Background: If unrecognized, Charcot neuro-osteoarthropathy (CNO) can be a devastating complication of diabetes. Methods: The aim of this retrospective study was to evaluate the outcomes in a cohort of diabetic patients diagnosed with active CNO managed in a tertiary level diabetic foot clinic (DFC). We included consecutive patients with active CNO, stage 0-1, according to the Eichenholtz-Shibata classification, who were referred from 1/Jan/2019 to 27/Sep/2022. Diagnosis of CNO was based on clinical signs and imaging (X-rays and magnetic resonance). All patients were completely offloaded by a total-contact cast (TCC) or removable knee-high device. Each patient was closely monitored monthly until CNO remission or another outcome.
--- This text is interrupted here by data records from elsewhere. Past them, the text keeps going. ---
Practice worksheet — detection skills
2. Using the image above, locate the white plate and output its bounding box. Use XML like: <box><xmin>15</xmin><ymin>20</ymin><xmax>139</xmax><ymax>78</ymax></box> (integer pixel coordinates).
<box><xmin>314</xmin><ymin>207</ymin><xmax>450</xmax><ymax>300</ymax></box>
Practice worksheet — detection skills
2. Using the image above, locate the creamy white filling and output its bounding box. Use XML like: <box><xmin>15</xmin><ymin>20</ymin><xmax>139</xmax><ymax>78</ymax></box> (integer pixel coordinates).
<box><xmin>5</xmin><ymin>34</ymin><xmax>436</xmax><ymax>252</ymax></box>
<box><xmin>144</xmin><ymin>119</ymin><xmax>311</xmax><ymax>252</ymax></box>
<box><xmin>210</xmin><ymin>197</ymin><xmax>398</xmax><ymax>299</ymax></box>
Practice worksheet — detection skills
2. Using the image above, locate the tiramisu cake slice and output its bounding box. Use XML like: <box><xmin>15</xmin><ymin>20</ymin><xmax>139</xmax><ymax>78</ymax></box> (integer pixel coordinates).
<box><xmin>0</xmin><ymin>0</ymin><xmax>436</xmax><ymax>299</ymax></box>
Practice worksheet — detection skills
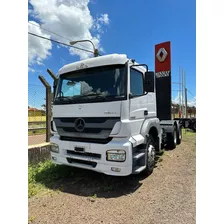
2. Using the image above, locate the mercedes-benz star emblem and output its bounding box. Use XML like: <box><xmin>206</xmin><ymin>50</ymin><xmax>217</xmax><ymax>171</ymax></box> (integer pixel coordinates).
<box><xmin>156</xmin><ymin>48</ymin><xmax>168</xmax><ymax>62</ymax></box>
<box><xmin>75</xmin><ymin>118</ymin><xmax>85</xmax><ymax>132</ymax></box>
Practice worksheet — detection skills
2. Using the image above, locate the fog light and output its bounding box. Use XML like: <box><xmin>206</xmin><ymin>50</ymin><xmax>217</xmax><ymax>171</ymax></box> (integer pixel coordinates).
<box><xmin>107</xmin><ymin>150</ymin><xmax>126</xmax><ymax>162</ymax></box>
<box><xmin>111</xmin><ymin>167</ymin><xmax>121</xmax><ymax>172</ymax></box>
<box><xmin>51</xmin><ymin>143</ymin><xmax>59</xmax><ymax>153</ymax></box>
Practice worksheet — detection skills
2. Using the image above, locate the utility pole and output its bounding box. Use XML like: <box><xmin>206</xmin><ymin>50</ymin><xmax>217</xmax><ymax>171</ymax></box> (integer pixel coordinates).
<box><xmin>184</xmin><ymin>72</ymin><xmax>188</xmax><ymax>118</ymax></box>
<box><xmin>179</xmin><ymin>66</ymin><xmax>182</xmax><ymax>118</ymax></box>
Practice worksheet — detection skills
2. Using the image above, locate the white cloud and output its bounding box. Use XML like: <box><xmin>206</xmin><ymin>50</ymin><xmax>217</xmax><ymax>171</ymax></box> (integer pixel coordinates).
<box><xmin>98</xmin><ymin>14</ymin><xmax>110</xmax><ymax>24</ymax></box>
<box><xmin>172</xmin><ymin>93</ymin><xmax>196</xmax><ymax>107</ymax></box>
<box><xmin>28</xmin><ymin>21</ymin><xmax>52</xmax><ymax>65</ymax></box>
<box><xmin>28</xmin><ymin>67</ymin><xmax>35</xmax><ymax>72</ymax></box>
<box><xmin>29</xmin><ymin>0</ymin><xmax>109</xmax><ymax>62</ymax></box>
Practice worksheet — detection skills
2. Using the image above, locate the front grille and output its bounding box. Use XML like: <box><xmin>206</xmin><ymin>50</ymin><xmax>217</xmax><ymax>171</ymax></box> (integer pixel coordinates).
<box><xmin>67</xmin><ymin>158</ymin><xmax>97</xmax><ymax>168</ymax></box>
<box><xmin>53</xmin><ymin>117</ymin><xmax>120</xmax><ymax>142</ymax></box>
<box><xmin>67</xmin><ymin>150</ymin><xmax>101</xmax><ymax>159</ymax></box>
<box><xmin>60</xmin><ymin>136</ymin><xmax>113</xmax><ymax>144</ymax></box>
<box><xmin>63</xmin><ymin>127</ymin><xmax>102</xmax><ymax>133</ymax></box>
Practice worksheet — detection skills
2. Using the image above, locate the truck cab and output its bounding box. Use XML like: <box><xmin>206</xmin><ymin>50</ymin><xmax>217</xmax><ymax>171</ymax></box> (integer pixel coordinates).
<box><xmin>50</xmin><ymin>54</ymin><xmax>178</xmax><ymax>176</ymax></box>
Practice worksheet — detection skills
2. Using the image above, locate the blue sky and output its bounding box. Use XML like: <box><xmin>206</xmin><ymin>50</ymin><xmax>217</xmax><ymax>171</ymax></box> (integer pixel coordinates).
<box><xmin>28</xmin><ymin>0</ymin><xmax>196</xmax><ymax>108</ymax></box>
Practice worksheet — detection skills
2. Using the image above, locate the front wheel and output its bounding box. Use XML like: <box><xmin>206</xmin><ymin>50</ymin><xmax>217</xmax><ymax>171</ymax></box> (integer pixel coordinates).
<box><xmin>143</xmin><ymin>135</ymin><xmax>156</xmax><ymax>176</ymax></box>
<box><xmin>177</xmin><ymin>124</ymin><xmax>182</xmax><ymax>145</ymax></box>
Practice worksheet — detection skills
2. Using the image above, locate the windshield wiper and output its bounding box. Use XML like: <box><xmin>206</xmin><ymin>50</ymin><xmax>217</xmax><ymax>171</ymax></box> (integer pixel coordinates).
<box><xmin>72</xmin><ymin>93</ymin><xmax>107</xmax><ymax>99</ymax></box>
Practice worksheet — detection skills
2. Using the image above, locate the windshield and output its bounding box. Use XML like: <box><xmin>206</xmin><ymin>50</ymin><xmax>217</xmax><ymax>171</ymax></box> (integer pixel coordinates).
<box><xmin>55</xmin><ymin>65</ymin><xmax>126</xmax><ymax>104</ymax></box>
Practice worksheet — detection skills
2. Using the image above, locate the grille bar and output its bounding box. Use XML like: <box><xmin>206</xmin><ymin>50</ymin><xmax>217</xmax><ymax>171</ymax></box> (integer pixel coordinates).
<box><xmin>67</xmin><ymin>150</ymin><xmax>101</xmax><ymax>159</ymax></box>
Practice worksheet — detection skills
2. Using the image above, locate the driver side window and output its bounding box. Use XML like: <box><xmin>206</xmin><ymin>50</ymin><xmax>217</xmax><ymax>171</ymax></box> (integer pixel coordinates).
<box><xmin>130</xmin><ymin>68</ymin><xmax>144</xmax><ymax>97</ymax></box>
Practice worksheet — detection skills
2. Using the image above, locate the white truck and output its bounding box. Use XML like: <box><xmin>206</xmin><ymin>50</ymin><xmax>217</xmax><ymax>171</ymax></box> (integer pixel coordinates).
<box><xmin>50</xmin><ymin>51</ymin><xmax>181</xmax><ymax>176</ymax></box>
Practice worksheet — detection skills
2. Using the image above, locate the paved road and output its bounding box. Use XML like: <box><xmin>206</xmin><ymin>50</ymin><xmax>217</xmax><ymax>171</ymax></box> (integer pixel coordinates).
<box><xmin>28</xmin><ymin>134</ymin><xmax>46</xmax><ymax>145</ymax></box>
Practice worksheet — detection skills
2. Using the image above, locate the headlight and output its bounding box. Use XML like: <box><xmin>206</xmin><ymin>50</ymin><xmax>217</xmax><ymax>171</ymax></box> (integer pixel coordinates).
<box><xmin>51</xmin><ymin>121</ymin><xmax>57</xmax><ymax>132</ymax></box>
<box><xmin>107</xmin><ymin>150</ymin><xmax>126</xmax><ymax>162</ymax></box>
<box><xmin>51</xmin><ymin>143</ymin><xmax>59</xmax><ymax>153</ymax></box>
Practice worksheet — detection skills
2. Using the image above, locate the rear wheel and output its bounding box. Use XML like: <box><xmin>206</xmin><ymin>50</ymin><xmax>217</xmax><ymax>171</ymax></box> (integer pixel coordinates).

At 12 months of follow-up, the following outcomes were analyzed: remission, time to remission, major amputations (any above the ankle), and surgical indication. Results: 43 patients were included. Mean age was 57.6±10.8 years; 65% were males and 88.4% had type 2 diabetes, with a mean duration of 20.6±9.9 years. At baseline, 32.6% was affected by peripheral artery disease. 16/43 patients were classified as Stage 0 (37.2%). Complete remission was recorded in 40/43 patients (93%; Stage 0: 100% vs Stage 1: 88.9%, p=0.03), with a mean time to remission of 5.6±1.5 months (Stage 0: 3.6±0.9 vs Stage 1: 6.7±1.8, p=0.01); major amputation and surgical indication occurred only in Stage 1 patients (respectively: 1/43 patients [2.3%] and 3/43 patients [7%]). Conclusions: Early treatment of active Stage 0/1 CNO leads to high rates of remission and limb salvage at one year.